Seria a segunda fase da guerra comercial que começou em junho, quando, sob um polêmico argumento de segurança nacional, os EUA adotaram impostos sobre o aço (25%) e o alumínio (10%) procedentes da União Europeia, México e Canadá. Paralelamente, impôs outras tarifas à China. A UE respondeu com suas próprias represálias no valor de 3,3 bilhões de dólares em setores emblemáticos da economia dos EUA, como as motocicletas Harley Davidson e o uísque Bourbon.

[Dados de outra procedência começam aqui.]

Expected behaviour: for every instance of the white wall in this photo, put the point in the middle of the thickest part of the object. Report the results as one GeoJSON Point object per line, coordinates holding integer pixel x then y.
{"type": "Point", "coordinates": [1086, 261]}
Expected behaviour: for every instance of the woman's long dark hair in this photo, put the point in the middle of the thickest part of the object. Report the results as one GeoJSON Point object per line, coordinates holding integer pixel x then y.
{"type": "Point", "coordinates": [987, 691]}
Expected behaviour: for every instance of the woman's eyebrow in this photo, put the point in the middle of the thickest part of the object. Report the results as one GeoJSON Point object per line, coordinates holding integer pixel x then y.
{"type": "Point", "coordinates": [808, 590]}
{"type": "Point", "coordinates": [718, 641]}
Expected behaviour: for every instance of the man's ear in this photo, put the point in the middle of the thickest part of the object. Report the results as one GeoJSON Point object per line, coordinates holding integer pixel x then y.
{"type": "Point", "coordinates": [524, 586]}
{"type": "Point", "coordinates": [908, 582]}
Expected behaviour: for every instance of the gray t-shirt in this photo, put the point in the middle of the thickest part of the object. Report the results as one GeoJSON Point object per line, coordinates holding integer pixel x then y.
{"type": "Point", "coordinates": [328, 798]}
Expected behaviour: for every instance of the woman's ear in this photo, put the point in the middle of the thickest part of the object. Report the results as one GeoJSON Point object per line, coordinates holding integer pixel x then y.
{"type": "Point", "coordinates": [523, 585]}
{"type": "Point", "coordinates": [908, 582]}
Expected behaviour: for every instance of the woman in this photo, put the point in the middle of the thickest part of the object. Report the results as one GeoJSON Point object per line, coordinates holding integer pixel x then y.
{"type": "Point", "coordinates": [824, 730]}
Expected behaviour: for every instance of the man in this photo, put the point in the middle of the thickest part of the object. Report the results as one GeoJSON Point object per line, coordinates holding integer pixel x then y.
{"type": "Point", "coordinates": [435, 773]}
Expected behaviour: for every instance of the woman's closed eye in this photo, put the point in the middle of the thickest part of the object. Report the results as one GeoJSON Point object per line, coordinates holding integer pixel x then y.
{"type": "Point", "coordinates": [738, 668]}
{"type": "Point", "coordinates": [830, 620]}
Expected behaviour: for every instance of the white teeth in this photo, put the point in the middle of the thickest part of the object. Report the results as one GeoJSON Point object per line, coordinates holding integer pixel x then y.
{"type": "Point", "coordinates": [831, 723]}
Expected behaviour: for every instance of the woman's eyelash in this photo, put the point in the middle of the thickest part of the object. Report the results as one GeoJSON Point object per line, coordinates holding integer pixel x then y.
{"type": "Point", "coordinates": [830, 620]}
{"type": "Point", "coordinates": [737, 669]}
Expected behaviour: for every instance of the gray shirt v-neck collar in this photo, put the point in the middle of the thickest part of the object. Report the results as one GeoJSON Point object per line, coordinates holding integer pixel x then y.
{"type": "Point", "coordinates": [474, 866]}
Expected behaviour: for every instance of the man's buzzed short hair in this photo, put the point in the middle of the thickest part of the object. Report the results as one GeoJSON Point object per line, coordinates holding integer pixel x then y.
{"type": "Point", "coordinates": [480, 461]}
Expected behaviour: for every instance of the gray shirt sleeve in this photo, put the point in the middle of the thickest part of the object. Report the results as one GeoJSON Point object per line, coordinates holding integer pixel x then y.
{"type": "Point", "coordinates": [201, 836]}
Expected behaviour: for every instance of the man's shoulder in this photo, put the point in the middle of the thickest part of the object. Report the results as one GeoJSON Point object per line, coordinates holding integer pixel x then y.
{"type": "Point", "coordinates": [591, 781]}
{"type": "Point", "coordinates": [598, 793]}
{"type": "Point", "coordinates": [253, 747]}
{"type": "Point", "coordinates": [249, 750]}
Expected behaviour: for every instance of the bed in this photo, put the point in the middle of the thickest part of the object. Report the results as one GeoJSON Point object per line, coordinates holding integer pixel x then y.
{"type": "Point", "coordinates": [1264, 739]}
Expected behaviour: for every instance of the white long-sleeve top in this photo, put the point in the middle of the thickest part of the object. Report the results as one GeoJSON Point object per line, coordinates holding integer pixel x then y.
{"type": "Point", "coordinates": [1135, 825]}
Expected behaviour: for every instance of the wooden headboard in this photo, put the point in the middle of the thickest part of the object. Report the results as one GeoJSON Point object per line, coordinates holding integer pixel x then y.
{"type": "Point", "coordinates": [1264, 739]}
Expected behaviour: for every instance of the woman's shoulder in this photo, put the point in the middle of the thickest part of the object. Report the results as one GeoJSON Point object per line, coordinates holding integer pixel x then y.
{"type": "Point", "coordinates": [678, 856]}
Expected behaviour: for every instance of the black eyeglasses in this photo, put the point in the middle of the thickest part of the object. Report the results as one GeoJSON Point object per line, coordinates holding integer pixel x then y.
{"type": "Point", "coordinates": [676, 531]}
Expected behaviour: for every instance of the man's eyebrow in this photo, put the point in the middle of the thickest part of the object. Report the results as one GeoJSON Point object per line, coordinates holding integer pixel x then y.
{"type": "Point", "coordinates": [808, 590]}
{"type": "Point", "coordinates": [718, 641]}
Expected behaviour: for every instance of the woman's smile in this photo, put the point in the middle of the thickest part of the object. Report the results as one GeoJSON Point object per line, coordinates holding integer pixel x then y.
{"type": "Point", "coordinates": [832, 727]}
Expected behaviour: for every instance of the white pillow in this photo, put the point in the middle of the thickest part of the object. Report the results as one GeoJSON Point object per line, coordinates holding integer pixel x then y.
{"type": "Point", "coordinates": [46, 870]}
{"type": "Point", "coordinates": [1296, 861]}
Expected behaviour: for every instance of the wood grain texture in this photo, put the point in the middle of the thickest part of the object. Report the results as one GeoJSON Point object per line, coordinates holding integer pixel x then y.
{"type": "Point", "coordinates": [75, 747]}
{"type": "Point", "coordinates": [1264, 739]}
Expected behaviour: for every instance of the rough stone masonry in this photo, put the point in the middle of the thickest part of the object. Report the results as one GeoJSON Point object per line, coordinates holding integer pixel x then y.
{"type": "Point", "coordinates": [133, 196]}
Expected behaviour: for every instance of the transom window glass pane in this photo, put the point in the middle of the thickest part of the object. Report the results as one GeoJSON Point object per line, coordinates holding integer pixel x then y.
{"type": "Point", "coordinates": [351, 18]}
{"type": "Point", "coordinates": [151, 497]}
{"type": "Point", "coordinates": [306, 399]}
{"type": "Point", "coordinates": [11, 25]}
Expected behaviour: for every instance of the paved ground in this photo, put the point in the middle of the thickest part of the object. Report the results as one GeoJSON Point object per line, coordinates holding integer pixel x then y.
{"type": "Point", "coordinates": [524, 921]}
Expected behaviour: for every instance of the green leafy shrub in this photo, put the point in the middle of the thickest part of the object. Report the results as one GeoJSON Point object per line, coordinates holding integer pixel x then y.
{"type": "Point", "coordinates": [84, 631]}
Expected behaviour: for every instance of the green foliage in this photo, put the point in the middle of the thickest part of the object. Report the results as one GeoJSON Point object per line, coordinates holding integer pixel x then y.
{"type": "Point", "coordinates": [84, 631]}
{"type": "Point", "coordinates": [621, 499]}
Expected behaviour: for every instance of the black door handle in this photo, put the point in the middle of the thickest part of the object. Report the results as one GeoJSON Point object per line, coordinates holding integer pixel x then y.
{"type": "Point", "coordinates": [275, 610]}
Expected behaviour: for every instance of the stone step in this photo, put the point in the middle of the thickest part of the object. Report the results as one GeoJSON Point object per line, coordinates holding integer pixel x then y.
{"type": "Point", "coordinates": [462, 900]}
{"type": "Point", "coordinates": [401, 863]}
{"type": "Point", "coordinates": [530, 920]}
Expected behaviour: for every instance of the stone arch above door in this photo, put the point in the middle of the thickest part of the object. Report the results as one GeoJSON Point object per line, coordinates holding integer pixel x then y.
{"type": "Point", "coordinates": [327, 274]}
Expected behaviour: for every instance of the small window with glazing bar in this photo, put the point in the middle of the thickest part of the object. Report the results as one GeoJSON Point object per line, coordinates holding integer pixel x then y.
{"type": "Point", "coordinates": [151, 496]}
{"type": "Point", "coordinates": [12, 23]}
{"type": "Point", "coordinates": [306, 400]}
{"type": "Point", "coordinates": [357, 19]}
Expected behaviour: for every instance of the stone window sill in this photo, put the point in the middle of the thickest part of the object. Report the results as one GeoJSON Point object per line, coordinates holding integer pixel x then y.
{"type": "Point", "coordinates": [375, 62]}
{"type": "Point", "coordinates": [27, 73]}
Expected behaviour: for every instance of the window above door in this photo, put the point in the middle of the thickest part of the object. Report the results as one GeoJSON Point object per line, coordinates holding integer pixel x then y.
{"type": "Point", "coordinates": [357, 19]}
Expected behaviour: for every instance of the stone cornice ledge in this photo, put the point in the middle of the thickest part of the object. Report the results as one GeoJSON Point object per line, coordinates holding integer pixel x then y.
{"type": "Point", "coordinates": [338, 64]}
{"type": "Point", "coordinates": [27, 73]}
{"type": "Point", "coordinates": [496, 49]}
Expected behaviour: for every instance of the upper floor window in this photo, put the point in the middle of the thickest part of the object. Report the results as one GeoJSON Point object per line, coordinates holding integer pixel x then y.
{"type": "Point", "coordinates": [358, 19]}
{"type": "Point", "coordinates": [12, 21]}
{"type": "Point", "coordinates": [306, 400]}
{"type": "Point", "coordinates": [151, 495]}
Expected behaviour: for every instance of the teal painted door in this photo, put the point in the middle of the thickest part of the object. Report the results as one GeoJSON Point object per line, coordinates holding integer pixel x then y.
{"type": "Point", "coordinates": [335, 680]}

Defensor do protecionismo há décadas, Trump parece determinado a continuar sua cruzada tarifária. O presidente acredita que impor impostos irá dobrar seus parceiros a suas exigências. Minimiza as advertências de especialistas sobre possíveis efeitos devastadores de uma guerra comercial (aumento do preço de produtos e perdas de postos de trabalho nos EUA) e de políticos republicanos sobre um impacto negativo nas eleições legislativas de novembro. Por enquanto, no entanto, Trump foi obrigado a aprovar 12 bilhões de dólares em ajudas de emergência a agricultores afetados pelas retaliações adotadas pela China e pelo México.
Cresce mal-estar republicano
Enquanto Donald Trump pede unidade e dureza, cada vez mais políticos republicanos levantam a voz contra as tarifas comerciais impostas pelo presidente, contrários à ortodoxia econômica do partido. “Não acredito que sejam uma resposta adequada”, disse o presidente da Câmara, Paul Ryan, na terça-feira. Mais duro foi o senador de Nebraska Ben Sasse, que criticou a ajuda de 12 bilhões aos agricultores afetados pela guerra comercial: “As tarifas e resgates desta Administração não voltarão a fazer a América grande, mas a levarão a 1929”.